By John Nivala

The Archdiocese of Philadelphia has said that any historic designation of any church property without its consent "allows the government to place undue restrictions on religious structures and property, which in effect interferes with the free practice of our religion."

If Philadelphia were Seattle, that position would be spot on. The Washington state Supreme Court, using the state's constitution, has found that even initiating the designation procedure violates a church's right to free exercise of religion.

Or if Philadelphia were Boston, that position might find traction, as the Massachusetts high court, again using the state's constitution, found the proposed designation of a church interior violated the same right.

Or if Philadelphia were San Francisco, the church, as a "noncommercial property," would be exempt from the designation process.

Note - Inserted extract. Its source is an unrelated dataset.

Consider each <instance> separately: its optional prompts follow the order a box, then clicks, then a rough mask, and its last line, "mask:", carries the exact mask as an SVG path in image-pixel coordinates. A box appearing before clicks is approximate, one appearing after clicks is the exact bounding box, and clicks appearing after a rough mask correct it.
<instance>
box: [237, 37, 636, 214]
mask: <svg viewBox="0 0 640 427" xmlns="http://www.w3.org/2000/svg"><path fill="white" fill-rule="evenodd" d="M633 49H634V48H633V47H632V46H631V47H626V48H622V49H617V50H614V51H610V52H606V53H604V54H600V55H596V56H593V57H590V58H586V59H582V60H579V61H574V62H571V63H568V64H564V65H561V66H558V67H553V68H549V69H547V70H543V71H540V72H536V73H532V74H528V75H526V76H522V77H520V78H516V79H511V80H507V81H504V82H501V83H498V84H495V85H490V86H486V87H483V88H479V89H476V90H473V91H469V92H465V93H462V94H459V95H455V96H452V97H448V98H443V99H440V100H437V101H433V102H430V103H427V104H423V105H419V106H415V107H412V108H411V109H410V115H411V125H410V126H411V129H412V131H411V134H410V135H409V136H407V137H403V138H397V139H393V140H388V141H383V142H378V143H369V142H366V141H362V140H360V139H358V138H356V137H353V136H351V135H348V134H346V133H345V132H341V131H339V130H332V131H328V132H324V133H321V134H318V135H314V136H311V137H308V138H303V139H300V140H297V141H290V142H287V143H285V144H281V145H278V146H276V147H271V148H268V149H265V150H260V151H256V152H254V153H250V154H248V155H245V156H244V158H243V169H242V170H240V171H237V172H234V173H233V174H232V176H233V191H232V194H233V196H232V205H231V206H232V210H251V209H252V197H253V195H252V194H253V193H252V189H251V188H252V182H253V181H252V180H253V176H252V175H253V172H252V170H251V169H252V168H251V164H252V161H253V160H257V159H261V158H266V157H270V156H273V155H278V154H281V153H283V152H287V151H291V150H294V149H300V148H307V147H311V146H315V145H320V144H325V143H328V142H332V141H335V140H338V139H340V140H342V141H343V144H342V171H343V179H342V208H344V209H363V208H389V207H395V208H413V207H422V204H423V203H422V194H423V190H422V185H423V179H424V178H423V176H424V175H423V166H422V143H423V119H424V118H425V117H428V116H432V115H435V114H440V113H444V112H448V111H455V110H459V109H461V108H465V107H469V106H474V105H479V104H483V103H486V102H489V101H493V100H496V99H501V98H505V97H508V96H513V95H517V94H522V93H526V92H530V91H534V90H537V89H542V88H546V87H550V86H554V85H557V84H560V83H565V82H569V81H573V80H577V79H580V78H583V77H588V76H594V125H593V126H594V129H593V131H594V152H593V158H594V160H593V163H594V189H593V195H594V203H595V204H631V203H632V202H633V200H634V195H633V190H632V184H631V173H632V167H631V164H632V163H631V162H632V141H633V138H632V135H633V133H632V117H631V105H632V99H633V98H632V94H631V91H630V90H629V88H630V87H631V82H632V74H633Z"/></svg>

Pennsylvania and Philadelphia are a different story.

Article I, Section 3, of the Pennsylvania Constitution says "no human authority can . . . control or interfere with the rights of conscience." But in historic designation questions, this butts up against Article I, Section 27, which says Pennsylvanians "have a right . . . to the preservation of the . . . historic and esthetic values of the environment."

The state Supreme Court has said this provision "establishes a state policy for the preservation of historic resources" and that the Philadelphia historic preservation ordinance is consistent with that mandate. The ordinance, in turn, says preservation is a public necessity and enhances "the health, prosperity, and welfare of the people of Philadelphia." The ordinance describes, in detail, the process for designation and the process for reconsideration or modification of the designation. A building is defined as "any structure, its site, and appurtenances created to shelter any form of human activity."

Our courts have ruled that freedom of worship does not mean exemption from reasonable police-power regulations; the historic preservation ordinance is reasonable. But in 2002, our legislature enacted the Religious Freedom Protection Act, which says the state and local governments should not "substantially burden the free exercise of religion without compelling justification." An exception can be made if the burden furthers "a compelling interest" and the means adopted are the "least restrictive" needed.

Putting aside the tempting federal constitutional questions about such legislation, the act does not prohibit historic designation of church property. It does permit the church an opportunity to prove that designation would deny it the means to engage in activities fundamental to its religion. If Philadelphia were Seattle, that task would be a cinch. But Washington is an outlier.

Historic preservation ordinances such as Philadelphia's are neutral laws of general application that do not, on their face, impose a substantial burden on the free exercise of religion. Nor do they in application, given a process for relief if designation imposes a substantial burden. It is the church's obligation to establish that designation would prevent it from carrying out its mission.

John Nivala is a professor emeritus at Widener University Delaware Law School.